Das passte also gut, da uns die Habsburger schon auf vielen Reisen in Österreich, Kroatien oder Südtirol begegnet sind.
Zudem gehört die Altstadt von Lemberg zum UNESCO-Weltkulturerbe, so dass uns eine Stadtbesichtigung viel zu bieten hat. Und
schließlich rundete das sehr günstige Kursverhältnis des Euros gegenüber der Griwna, der ukrainischen Währung seit 1996,
unsere Entscheidung ab. Es zeigte sich dann in der Tat, dass das Leben in Lemberg sehr günstig war.

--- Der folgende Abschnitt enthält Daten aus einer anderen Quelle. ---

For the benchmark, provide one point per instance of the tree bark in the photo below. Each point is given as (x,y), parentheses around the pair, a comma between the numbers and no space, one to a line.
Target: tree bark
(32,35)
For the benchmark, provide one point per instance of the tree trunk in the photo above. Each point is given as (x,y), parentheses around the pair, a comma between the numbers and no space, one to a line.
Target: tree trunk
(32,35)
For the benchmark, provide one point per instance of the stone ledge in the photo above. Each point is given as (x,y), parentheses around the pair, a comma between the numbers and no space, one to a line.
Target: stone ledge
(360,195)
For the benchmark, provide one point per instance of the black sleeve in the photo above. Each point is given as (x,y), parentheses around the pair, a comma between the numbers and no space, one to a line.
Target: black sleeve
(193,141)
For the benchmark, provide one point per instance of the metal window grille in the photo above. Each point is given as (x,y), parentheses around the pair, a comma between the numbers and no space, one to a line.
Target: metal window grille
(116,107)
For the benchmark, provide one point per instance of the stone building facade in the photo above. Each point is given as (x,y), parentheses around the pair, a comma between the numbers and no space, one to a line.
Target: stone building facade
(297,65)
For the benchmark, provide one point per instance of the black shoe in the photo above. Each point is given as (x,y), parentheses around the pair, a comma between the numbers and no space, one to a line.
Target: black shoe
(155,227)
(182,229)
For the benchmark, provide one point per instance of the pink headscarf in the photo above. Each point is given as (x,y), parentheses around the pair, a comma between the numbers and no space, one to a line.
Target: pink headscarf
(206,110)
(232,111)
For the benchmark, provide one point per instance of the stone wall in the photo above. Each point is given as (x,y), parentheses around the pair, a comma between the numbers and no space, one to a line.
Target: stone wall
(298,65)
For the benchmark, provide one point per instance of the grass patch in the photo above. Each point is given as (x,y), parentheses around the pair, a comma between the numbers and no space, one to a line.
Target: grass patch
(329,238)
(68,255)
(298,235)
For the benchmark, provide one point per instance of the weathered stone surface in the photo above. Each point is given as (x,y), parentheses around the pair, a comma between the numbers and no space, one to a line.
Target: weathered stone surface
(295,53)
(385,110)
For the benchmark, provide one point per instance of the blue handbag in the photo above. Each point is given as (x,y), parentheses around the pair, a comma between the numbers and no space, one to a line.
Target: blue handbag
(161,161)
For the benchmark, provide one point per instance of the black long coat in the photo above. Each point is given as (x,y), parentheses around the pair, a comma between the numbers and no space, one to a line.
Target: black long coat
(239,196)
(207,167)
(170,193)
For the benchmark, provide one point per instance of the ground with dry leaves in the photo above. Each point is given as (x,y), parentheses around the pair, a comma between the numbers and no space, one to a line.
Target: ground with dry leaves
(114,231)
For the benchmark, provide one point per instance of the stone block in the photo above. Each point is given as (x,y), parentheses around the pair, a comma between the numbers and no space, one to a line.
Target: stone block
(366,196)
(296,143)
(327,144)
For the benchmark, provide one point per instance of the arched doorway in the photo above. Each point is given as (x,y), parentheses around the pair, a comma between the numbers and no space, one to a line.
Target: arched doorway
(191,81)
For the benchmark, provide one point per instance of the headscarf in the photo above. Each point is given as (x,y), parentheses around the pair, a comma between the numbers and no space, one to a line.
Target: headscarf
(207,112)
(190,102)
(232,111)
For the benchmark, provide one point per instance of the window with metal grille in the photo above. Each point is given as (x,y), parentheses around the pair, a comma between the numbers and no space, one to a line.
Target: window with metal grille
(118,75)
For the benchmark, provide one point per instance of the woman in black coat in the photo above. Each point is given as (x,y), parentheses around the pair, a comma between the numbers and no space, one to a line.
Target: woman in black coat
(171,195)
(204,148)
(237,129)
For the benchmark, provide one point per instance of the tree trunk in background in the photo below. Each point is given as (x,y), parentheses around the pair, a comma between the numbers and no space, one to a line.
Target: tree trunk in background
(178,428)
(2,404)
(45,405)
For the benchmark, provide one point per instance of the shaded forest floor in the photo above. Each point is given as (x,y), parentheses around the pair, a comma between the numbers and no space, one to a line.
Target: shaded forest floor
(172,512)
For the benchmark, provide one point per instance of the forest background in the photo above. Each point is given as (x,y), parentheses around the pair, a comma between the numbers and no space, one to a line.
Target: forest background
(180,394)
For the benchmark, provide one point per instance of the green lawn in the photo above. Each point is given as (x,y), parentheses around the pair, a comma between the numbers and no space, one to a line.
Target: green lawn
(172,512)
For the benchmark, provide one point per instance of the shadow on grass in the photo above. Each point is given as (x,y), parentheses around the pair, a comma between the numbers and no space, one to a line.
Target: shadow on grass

Jetzt blieb nur noch die Entscheidung des wann, also des richtigen Zeitpunktes für die Reise. Da wir am 21.12 auf einem
jüdischen Hanukafest waren und am 24.12. Weihnachten feierten, wollten wir diese Festtage ein drittes Mal feiern, nämlich am
06.01. im christlich-orthodoxen
Lemberg. Zu diesem Zeitpunkt begann nämlich dort das Weihnachtsfest, weil nach der christlich-orthodoxen Religion die Geburt
Christus am 06. Januar war. Der Unterschied zu hier, wo das Weihnachtsfest durch die Katholiken und Evangelisten am
24.12. gefeiert wird, ergibt sich aus der Anwendung der unterschiedlichen Kalender.
Die russisch-orthodoxe und die serbisch-orthodoxe Kirche rechnet weiterhin nach dem älteren julianischen Kalender. Die
anderen Christen rechnen nach dem neueren gregorianischen Kalender, der in Europa seit dem Jahre 1582 angewendet wird.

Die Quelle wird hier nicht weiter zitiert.